M. Hervé Gaymard, rappelant que l'Inde et la France avaient une histoire commune (Gandhi disait que les comptoirs étaient une « fenêtre » entre les deux pays), a souligné que les nombreuses « passerelles » existant entre ce pays et la France n'avaient certainement pas été valorisées autant qu'elles l'auraient pu. Insistant ensuite sur la diversité et la pluralité des territoires constituant les pays émergents et sur le caractère fédéral de la plupart d'entre eux, il a considéré que l'action extérieure française ne devait pas être centrée sur les seules capitales. Ainsi, les Etats-Unis envoient des diplomates, avec des structures légères, dans les villes indiennes de plus d'1 million d'habitants. Il est nécessaire de repenser certaines conditions de la présence française dans ces pays. Il a ainsi considéré que si l'Inde avait certes une propension naturelle à se tourner vers le Royaume-Uni, l'Allemagne comptait, sur son sol, en raison d'une politique ambitieuse et suivie en Inde, trois fois plus d'étudiants indiens que la France. Il a observé que les entreprises allemandes implantées dans ce pays avaient toujours persévéré, même quand les succès commerciaux n'étaient pas toujours au rendez-vous, pour conserver une posture de « veille » minimale, permettant de saisir les opportunités lorsqu'elles se présentent.
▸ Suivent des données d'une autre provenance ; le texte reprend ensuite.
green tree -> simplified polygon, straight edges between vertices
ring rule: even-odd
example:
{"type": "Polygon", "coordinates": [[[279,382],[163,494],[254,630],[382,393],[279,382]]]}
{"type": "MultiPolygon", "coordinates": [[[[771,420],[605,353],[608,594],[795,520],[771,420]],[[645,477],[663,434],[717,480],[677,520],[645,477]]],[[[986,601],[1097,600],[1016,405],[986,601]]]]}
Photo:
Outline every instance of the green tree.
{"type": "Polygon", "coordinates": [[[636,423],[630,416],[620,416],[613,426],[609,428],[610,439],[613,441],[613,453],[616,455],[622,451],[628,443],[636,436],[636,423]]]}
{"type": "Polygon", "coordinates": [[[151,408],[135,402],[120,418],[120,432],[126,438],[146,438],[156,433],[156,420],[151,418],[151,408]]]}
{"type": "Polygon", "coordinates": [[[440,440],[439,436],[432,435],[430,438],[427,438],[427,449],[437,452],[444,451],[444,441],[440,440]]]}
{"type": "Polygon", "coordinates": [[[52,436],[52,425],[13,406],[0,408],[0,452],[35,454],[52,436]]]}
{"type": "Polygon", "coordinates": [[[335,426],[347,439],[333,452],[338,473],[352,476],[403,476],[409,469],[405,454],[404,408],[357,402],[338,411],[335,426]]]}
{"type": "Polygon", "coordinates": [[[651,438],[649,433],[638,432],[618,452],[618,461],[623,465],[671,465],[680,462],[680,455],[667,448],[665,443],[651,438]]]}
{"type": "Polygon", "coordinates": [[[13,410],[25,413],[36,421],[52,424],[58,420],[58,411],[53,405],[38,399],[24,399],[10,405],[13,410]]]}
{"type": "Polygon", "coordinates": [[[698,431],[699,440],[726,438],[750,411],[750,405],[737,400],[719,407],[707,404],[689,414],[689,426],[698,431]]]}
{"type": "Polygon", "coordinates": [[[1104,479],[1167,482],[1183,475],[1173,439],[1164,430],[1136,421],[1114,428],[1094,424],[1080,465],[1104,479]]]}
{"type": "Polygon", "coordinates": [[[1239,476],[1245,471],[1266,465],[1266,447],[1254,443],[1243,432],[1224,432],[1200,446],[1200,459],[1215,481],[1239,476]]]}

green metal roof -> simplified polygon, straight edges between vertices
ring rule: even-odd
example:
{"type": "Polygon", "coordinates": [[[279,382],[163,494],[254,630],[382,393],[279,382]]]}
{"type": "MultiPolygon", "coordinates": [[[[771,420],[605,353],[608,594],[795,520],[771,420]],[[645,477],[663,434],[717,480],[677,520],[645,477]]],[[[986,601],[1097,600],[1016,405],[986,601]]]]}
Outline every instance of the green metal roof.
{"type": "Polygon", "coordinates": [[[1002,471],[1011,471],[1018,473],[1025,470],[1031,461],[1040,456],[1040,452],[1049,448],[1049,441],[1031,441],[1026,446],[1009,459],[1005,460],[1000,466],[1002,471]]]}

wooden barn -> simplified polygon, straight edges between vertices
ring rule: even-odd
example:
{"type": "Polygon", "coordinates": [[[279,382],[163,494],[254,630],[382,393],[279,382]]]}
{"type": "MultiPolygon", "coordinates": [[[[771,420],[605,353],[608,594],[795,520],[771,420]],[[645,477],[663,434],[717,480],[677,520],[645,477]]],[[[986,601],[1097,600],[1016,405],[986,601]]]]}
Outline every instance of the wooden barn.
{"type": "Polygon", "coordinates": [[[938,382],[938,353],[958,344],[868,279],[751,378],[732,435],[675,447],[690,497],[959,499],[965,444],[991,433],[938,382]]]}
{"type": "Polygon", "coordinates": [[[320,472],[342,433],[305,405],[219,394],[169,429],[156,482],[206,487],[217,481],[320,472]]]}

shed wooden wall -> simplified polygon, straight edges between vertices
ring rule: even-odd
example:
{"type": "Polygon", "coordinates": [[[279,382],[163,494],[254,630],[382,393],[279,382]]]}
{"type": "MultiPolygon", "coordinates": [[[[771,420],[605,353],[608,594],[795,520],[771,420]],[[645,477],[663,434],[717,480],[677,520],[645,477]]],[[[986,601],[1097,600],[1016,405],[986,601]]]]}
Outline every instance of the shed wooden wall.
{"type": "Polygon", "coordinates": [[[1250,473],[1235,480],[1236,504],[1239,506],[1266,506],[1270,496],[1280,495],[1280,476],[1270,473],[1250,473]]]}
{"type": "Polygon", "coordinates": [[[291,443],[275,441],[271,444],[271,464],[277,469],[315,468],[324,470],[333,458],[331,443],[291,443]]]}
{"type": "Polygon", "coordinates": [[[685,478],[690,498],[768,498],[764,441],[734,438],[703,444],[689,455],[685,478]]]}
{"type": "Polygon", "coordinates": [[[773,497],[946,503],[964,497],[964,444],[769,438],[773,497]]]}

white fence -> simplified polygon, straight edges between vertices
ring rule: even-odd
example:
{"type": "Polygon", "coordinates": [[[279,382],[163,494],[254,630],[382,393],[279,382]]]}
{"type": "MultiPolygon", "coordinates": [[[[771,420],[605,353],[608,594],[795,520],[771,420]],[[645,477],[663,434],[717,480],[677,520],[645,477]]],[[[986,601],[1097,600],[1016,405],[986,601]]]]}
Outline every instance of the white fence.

L'offre française en matière d'enseignement supérieur est mal connue, alors que d'autres pays, comme la Grande-Bretagne ou l'Australie, organisent des campagnes de promotion de leurs universités. La mise en place d'Edufrance a cependant représenté un réel progrès qui doit être soutenu. M. Hervé Gaymard a relevé que lors des entretiens conduits lors de sa mission, plusieurs de ses interlocuteurs avaient fait part de leur perplexité quant à la possibilité de conjuguer qualité et gratuité de l'enseignement supérieur.

M. Hervé Gaymard a détaillé les différences d'organisation entre la France et l'Allemagne pour le soutien à l'implantation et aux exportations des entreprises. Tout ce qui relève du secteur privé, notamment les études de marché, est réalisé en Inde par la chambre de commerce germano-indienne, qui emploie 75 personnes (seul, le directeur est allemand), et qui est entièrement financée par les cotisations des entreprises. Dans le système français, les questions macroéconomiques, la préparation des « grands contrats », mais aussi les études de marché sont examinées par la mission économique.
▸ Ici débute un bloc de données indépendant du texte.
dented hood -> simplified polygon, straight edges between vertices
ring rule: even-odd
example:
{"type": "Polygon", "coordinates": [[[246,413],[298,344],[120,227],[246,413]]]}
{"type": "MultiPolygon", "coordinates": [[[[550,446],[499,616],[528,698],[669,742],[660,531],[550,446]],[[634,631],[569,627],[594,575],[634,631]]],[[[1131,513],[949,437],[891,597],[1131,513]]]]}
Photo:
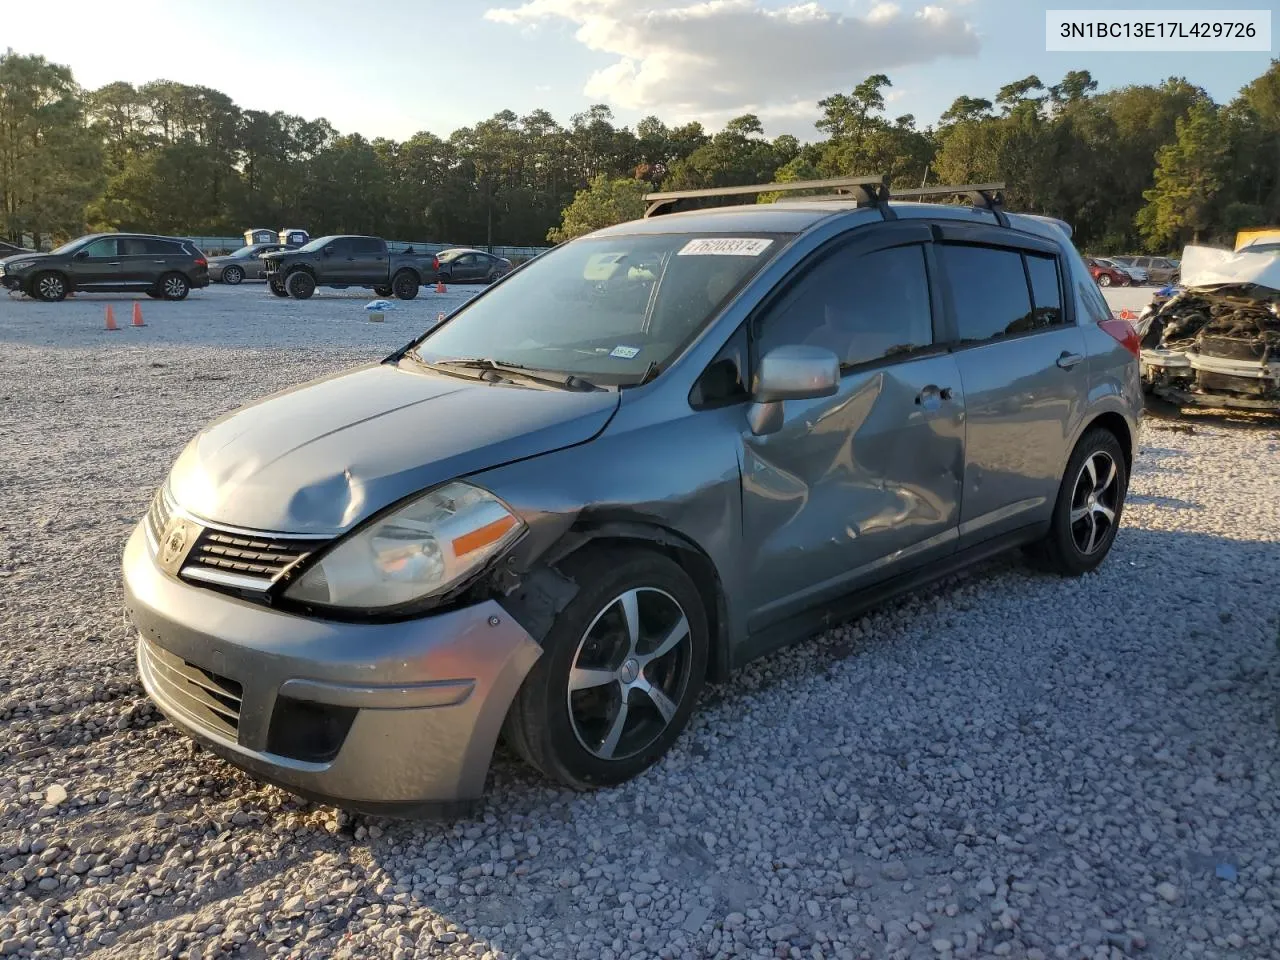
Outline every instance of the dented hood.
{"type": "Polygon", "coordinates": [[[1249,253],[1248,249],[1231,251],[1217,247],[1186,247],[1179,267],[1182,286],[1194,290],[1257,284],[1280,290],[1280,255],[1249,253]]]}
{"type": "Polygon", "coordinates": [[[212,523],[333,535],[435,484],[584,443],[618,399],[375,364],[214,421],[179,456],[169,489],[212,523]]]}

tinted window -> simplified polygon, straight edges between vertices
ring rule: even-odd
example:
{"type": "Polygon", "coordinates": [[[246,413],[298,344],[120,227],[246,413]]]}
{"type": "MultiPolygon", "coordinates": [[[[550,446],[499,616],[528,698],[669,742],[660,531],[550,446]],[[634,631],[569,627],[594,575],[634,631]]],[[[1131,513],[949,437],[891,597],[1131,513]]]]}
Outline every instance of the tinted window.
{"type": "Polygon", "coordinates": [[[924,247],[829,255],[769,310],[757,352],[791,343],[826,347],[845,367],[929,346],[924,247]]]}
{"type": "Polygon", "coordinates": [[[747,327],[743,324],[693,385],[690,405],[702,410],[746,399],[747,349],[747,327]]]}
{"type": "Polygon", "coordinates": [[[948,244],[939,249],[961,341],[991,340],[1031,326],[1031,295],[1015,250],[948,244]]]}
{"type": "Polygon", "coordinates": [[[1028,253],[1027,273],[1031,275],[1031,297],[1035,300],[1035,326],[1062,323],[1062,288],[1058,283],[1058,258],[1028,253]]]}
{"type": "Polygon", "coordinates": [[[382,244],[372,237],[357,237],[351,241],[351,246],[357,254],[364,256],[382,252],[382,244]]]}
{"type": "Polygon", "coordinates": [[[84,248],[84,252],[90,257],[105,258],[119,256],[116,253],[116,238],[104,237],[101,240],[95,240],[84,248]]]}

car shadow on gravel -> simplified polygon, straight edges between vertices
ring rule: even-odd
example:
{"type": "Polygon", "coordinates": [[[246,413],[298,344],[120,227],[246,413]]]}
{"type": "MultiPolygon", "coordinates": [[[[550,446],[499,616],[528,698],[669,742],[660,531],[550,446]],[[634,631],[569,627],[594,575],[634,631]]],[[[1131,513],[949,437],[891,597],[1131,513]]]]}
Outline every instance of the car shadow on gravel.
{"type": "Polygon", "coordinates": [[[1152,430],[1180,433],[1194,433],[1198,426],[1221,427],[1224,430],[1274,430],[1280,427],[1280,411],[1179,407],[1159,397],[1148,396],[1143,408],[1143,425],[1152,430]]]}

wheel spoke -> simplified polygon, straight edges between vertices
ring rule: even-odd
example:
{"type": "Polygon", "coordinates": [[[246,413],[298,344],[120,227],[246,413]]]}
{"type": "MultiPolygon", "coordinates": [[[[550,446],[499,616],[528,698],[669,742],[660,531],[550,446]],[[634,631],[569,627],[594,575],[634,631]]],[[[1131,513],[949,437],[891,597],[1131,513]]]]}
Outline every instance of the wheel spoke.
{"type": "Polygon", "coordinates": [[[1116,462],[1112,460],[1110,457],[1108,457],[1107,458],[1107,474],[1105,477],[1102,478],[1102,483],[1094,488],[1093,492],[1095,494],[1102,493],[1103,490],[1111,486],[1115,478],[1116,478],[1116,462]]]}
{"type": "Polygon", "coordinates": [[[658,713],[662,714],[662,722],[670,723],[671,718],[676,715],[676,705],[671,702],[671,698],[667,696],[661,687],[652,683],[643,689],[649,697],[649,701],[658,708],[658,713]]]}
{"type": "Polygon", "coordinates": [[[1093,465],[1093,457],[1084,462],[1084,471],[1089,474],[1089,489],[1098,489],[1098,469],[1093,465]]]}
{"type": "Polygon", "coordinates": [[[674,627],[671,628],[671,632],[667,634],[666,638],[663,639],[663,641],[660,644],[658,644],[657,649],[654,650],[653,653],[649,653],[645,655],[644,657],[645,663],[651,663],[652,661],[657,660],[659,657],[665,657],[668,653],[670,653],[679,645],[680,641],[682,641],[688,635],[689,635],[689,621],[686,620],[684,617],[681,617],[680,621],[674,627]]]}
{"type": "Polygon", "coordinates": [[[1088,512],[1088,507],[1076,507],[1071,511],[1071,522],[1073,524],[1079,523],[1085,518],[1085,515],[1088,514],[1088,512]]]}
{"type": "Polygon", "coordinates": [[[613,758],[613,752],[618,749],[618,741],[622,739],[622,731],[627,726],[627,713],[631,707],[627,703],[626,695],[618,701],[618,710],[613,715],[613,722],[609,724],[609,732],[605,735],[604,742],[600,744],[600,756],[606,760],[613,758]]]}
{"type": "Polygon", "coordinates": [[[574,667],[569,671],[569,692],[575,690],[591,690],[614,683],[618,675],[612,670],[593,670],[589,667],[574,667]]]}
{"type": "Polygon", "coordinates": [[[1107,523],[1115,523],[1115,522],[1116,522],[1116,512],[1115,512],[1114,510],[1112,510],[1110,507],[1106,506],[1105,504],[1101,504],[1101,503],[1097,504],[1097,505],[1093,508],[1093,512],[1094,512],[1094,513],[1100,513],[1100,514],[1102,514],[1102,516],[1106,517],[1106,518],[1107,518],[1107,523]]]}
{"type": "Polygon", "coordinates": [[[1093,511],[1089,512],[1089,545],[1084,548],[1085,553],[1093,553],[1094,548],[1098,545],[1098,518],[1093,511]]]}
{"type": "Polygon", "coordinates": [[[622,605],[622,616],[627,622],[627,653],[635,653],[640,643],[640,592],[628,590],[618,602],[622,605]]]}

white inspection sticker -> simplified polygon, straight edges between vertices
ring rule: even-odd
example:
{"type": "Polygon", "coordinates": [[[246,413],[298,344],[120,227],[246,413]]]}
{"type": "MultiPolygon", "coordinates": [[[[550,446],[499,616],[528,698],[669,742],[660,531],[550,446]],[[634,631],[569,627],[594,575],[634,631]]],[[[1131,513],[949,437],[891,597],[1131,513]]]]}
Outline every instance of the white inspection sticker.
{"type": "Polygon", "coordinates": [[[758,257],[772,240],[751,237],[699,237],[680,248],[678,257],[758,257]]]}
{"type": "Polygon", "coordinates": [[[640,353],[640,348],[639,348],[639,347],[621,347],[621,346],[619,346],[619,347],[614,347],[614,348],[613,348],[613,350],[611,350],[611,351],[609,352],[609,356],[611,356],[611,357],[620,357],[620,358],[621,358],[621,359],[623,359],[623,360],[630,360],[632,357],[636,356],[636,355],[637,355],[637,354],[639,354],[639,353],[640,353]]]}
L'Inde, a-t-il poursuivi, offrirait dans les années à venir de nombreuses opportunités en raison du déficit d'infrastructures dont elle souffre actuellement. Ainsi, près de la moitié de la production agricole ne peut être écoulée dans de bonnes conditions du fait du défaut d'infrastructures en aval (chaîne du froid, circuits de distribution) de la production primaire.

M. Didier Boulaud a souligné la pertinence d'un examen de la place de la France dans les pays émergents. Il a considéré que la capacité d'accueil des étudiants étrangers était décisive, partageant l'appréciation selon laquelle la barrière de la langue n'est pas nécessairement un obstacle dirimant. Il s'est interrogé sur la prise en compte de la dimension européenne à l'égard des pays émergents, mais aussi sur la place particulière de l'Afrique dans cette problématique.
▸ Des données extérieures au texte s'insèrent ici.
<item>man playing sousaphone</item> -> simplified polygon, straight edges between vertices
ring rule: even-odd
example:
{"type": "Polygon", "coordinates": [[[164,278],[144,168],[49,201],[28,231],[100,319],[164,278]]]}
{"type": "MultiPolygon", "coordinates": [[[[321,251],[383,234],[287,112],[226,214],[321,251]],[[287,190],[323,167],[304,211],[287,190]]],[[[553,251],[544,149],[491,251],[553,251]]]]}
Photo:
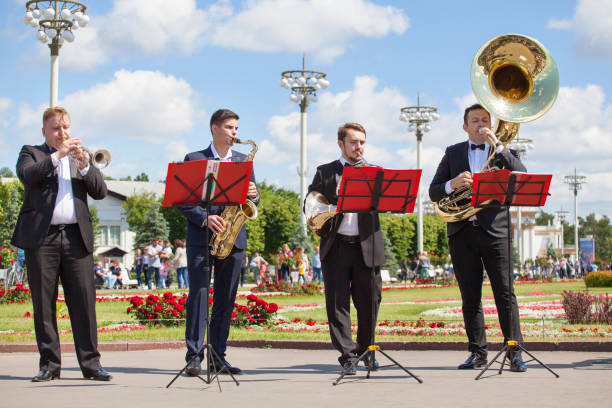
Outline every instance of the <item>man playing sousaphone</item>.
{"type": "MultiPolygon", "coordinates": [[[[308,187],[305,209],[316,193],[322,194],[329,204],[338,203],[338,184],[344,166],[362,164],[366,131],[358,123],[345,123],[338,129],[340,158],[317,167],[317,173],[308,187]]],[[[385,262],[385,247],[378,214],[341,213],[327,221],[321,234],[320,256],[325,284],[325,303],[332,344],[340,352],[338,361],[345,374],[354,375],[353,363],[370,345],[381,299],[382,280],[380,266],[385,262]],[[375,231],[372,235],[372,231],[375,231]],[[375,248],[374,265],[372,248],[375,248]],[[371,288],[371,268],[376,267],[374,288],[371,288]],[[351,297],[357,309],[357,342],[351,338],[351,297]]],[[[376,368],[377,365],[374,365],[376,368]]]]}

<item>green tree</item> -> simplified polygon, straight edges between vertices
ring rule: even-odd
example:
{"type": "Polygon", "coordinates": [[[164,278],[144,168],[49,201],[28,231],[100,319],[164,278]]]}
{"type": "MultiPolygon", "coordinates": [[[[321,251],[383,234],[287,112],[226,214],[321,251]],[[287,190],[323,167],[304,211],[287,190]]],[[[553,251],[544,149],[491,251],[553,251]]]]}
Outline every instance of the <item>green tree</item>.
{"type": "Polygon", "coordinates": [[[15,177],[15,173],[5,166],[0,169],[0,177],[15,177]]]}
{"type": "Polygon", "coordinates": [[[168,222],[161,212],[161,203],[153,193],[134,194],[123,203],[126,220],[136,236],[134,249],[151,243],[153,238],[167,239],[168,222]]]}
{"type": "MultiPolygon", "coordinates": [[[[89,206],[89,213],[91,214],[91,226],[93,229],[94,238],[100,235],[100,217],[98,217],[98,209],[93,206],[89,206]]],[[[97,240],[94,240],[94,250],[97,247],[97,240]]]]}
{"type": "Polygon", "coordinates": [[[381,214],[380,225],[385,237],[391,242],[396,259],[416,255],[416,222],[411,215],[381,214]]]}
{"type": "Polygon", "coordinates": [[[140,173],[134,177],[134,181],[149,181],[149,176],[147,173],[140,173]]]}
{"type": "Polygon", "coordinates": [[[555,216],[553,214],[549,214],[546,211],[540,210],[538,215],[535,218],[536,225],[548,225],[552,224],[555,216]]]}
{"type": "Polygon", "coordinates": [[[587,215],[586,219],[579,217],[579,236],[592,235],[595,240],[595,258],[597,261],[609,262],[612,260],[612,225],[607,216],[599,219],[594,213],[587,215]]]}
{"type": "Polygon", "coordinates": [[[297,227],[296,215],[299,214],[298,195],[293,191],[268,186],[258,186],[260,202],[258,211],[264,225],[265,254],[276,253],[289,243],[297,227]]]}
{"type": "Polygon", "coordinates": [[[397,257],[395,256],[395,251],[393,250],[393,244],[391,240],[386,235],[383,237],[385,242],[385,264],[381,269],[386,269],[390,274],[394,275],[395,271],[399,268],[399,263],[397,262],[397,257]]]}
{"type": "Polygon", "coordinates": [[[23,203],[23,184],[0,182],[0,244],[10,242],[23,203]]]}
{"type": "Polygon", "coordinates": [[[187,236],[187,220],[176,207],[161,207],[161,202],[160,198],[160,211],[168,223],[168,239],[174,245],[175,239],[185,239],[187,236]]]}
{"type": "Polygon", "coordinates": [[[132,181],[132,176],[121,177],[119,181],[132,181]]]}
{"type": "Polygon", "coordinates": [[[304,228],[300,225],[300,217],[297,217],[295,221],[295,229],[291,234],[291,238],[289,238],[289,247],[290,248],[304,248],[304,251],[307,254],[312,255],[314,253],[314,247],[308,234],[304,231],[304,228]]]}

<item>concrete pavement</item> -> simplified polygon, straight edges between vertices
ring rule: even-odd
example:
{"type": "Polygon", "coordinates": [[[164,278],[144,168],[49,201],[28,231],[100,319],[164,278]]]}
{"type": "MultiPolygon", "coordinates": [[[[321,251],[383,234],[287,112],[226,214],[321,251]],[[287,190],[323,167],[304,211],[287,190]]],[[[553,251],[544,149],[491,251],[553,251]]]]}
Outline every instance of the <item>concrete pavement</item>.
{"type": "MultiPolygon", "coordinates": [[[[565,407],[607,406],[612,401],[612,352],[540,351],[536,357],[560,378],[528,363],[526,373],[477,371],[455,367],[464,351],[388,351],[419,376],[423,384],[397,367],[382,368],[370,379],[357,376],[332,382],[339,373],[332,350],[238,348],[228,360],[244,370],[236,386],[229,376],[205,384],[181,377],[166,384],[184,365],[183,350],[103,352],[102,364],[114,379],[83,380],[74,353],[64,353],[60,380],[32,383],[37,353],[0,354],[0,407],[565,407]]],[[[493,357],[490,353],[489,357],[493,357]]],[[[525,356],[527,357],[527,356],[525,356]]],[[[382,365],[390,362],[378,354],[382,365]]]]}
M. Jacques Peyrat a estimé que si une nécessaire humilité était de mise dans l'examen de la situation des Etats étrangers, on pouvait garder cette certitude que la France conserve une image, une culture et une langue très attractives. Il a considéré que la France ne défendait pas assez sa langue, alors que celle-ci représente une assise considérable, du fait d'une présence ancienne en de nombreux points du globe. Evoquant le développement de l'université anglophone Mc Gill au Québec, il a insisté sur la nécessité de développer la présence française à partir des universités et d'inclure la francophonie dans les éléments à prendre en compte par un éventuel Conseil de l'action extérieure.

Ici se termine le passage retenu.